Ein Geschenk des Himmels by Liane Moriarty

Ein Geschenk des Himmels by Liane Moriarty

Autor:Liane Moriarty [Moriarty, Liane]
Die sprache: deu
Format: epub
Herausgeber: Bastei Entertainment
veröffentlicht: 2015-06-17T16:00:00+00:00


KAPITEL 36

Es ist Sonntag auf Scribbly Gum Island. Rose sitzt auf der hinteren Veranda und hat einen Schuhkarton voller Fotos auf dem Schoß. In der Ferne kann sie die Fähre sehen, einen kleinen Fleck, der sich von Glass Bay herüber auf die Insel zubewegt, voll mit Besuchern und ihren Fotoapparaten und ihren Picknickkörben und ihrem Geschrei und ihren Abfällen. »… und ihren Geldbörsen und Brieftaschen«, würde Connie ergänzen. »Also, hör schon auf zu jammern!«

Rose greift wahllos ein Foto aus der Schachtel. Es zeigt Connie und Jimmy an ihrem Hochzeitstag auf der Tanzfläche. Enigma hatte Blumen gestreut, und Rose war Brautjungfer gewesen. Jimmy blickt verliebt auf Connies dunklen Schopf hinunter. Wie wäre es wohl gewesen, einen Mann zu haben, der einen so vergöttert? Hätte es ihr Wesen grundlegend verändert, jeden Morgen in dem Bewusstsein aufzuwachen, dass sie geliebt wird, dass jemand das Verlangen hat, ihren Körper zu berühren, selbst dann noch, wenn er alt und runzlig wäre?

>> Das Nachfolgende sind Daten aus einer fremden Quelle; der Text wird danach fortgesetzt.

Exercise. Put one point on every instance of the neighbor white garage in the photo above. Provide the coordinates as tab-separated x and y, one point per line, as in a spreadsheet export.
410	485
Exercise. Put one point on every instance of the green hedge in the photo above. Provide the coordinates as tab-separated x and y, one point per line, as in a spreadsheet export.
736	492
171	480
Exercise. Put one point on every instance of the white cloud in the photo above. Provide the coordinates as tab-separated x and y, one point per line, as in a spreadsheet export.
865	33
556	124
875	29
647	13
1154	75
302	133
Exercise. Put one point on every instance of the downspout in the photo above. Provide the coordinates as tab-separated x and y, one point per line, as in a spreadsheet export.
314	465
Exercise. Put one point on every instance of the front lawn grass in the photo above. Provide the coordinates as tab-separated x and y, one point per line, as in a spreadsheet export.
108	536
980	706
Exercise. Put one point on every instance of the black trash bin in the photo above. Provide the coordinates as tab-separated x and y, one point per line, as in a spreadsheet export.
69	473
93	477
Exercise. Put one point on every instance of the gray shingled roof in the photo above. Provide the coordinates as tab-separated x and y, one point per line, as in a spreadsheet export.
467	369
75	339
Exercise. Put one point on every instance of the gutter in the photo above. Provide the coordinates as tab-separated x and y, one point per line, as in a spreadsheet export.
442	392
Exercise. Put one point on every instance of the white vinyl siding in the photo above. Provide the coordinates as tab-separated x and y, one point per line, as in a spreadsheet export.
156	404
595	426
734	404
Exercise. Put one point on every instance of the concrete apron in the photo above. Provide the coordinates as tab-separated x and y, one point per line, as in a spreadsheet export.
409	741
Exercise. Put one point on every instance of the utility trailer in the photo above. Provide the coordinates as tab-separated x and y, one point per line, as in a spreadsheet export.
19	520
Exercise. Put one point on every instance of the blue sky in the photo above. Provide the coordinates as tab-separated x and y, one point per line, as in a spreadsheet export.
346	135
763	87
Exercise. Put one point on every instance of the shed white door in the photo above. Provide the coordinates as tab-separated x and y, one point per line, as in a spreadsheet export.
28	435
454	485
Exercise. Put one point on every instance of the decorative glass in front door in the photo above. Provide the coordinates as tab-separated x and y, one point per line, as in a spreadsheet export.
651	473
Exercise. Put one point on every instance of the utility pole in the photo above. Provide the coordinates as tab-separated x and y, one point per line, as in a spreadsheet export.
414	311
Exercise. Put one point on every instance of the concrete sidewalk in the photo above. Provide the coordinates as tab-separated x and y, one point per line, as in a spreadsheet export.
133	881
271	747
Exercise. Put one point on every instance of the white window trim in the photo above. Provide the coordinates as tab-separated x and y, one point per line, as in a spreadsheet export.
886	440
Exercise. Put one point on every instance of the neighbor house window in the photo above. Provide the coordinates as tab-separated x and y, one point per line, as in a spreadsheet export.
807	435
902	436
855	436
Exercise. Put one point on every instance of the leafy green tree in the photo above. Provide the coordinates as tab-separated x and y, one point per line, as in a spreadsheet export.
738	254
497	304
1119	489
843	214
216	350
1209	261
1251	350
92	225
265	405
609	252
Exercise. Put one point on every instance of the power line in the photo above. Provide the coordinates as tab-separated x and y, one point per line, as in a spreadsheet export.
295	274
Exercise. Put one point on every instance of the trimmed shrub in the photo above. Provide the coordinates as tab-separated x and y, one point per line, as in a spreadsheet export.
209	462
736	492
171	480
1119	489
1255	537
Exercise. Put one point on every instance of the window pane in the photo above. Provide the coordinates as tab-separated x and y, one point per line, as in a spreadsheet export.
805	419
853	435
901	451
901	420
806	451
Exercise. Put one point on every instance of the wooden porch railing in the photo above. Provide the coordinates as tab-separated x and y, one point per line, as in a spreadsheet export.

Doch bei dem Gedanken, ein Mann könnte ihre Hand, ihre Schulter, ihre Brust berühren, als wäre jedes einzelne Teil sein persönliches Eigentum, wird Rose speiübel. Tu dies, tu das. Dreh dich so herum. Mach den Mund auf. Heb die Hüften an.

Sie fegt die Schachtel mit dem Handrücken so ungestüm vom Schoß, dass einige Fotos herausfallen. Der Wind reißt das Foto von Connie und Jimmy an sich und trägt es zum Fluss hinunter. Rose überlässt es seinem neckischen Spieltrieb. Soll er die beiden ruhig gemeinsam davonwehen.

Sie beschließt, sich eine gute Tasse Tee aufzubrühen, aber zuerst muss sie sich noch einmal die Zähne putzen, um diesen widerlichen Geschmack im Mund loszuwerden.

Margie weiß vor lauter Arbeit nicht, wo ihr der Kopf steht. Sie knallt den Marmorkuchen in den Ofen und reißt sich im Laufen ihre geblümte Schürze über den Kopf, als sie die Treppe hinaufhetzt, um sich umzuziehen. An diesem Morgen ist sie mit der Führung durch das Munro-Haus an der Reihe, aber vorher muss sie noch bei Rose vorbeischauen und ihr die Medikamente bringen, die sie ihr aus der Apotheke besorgt hat.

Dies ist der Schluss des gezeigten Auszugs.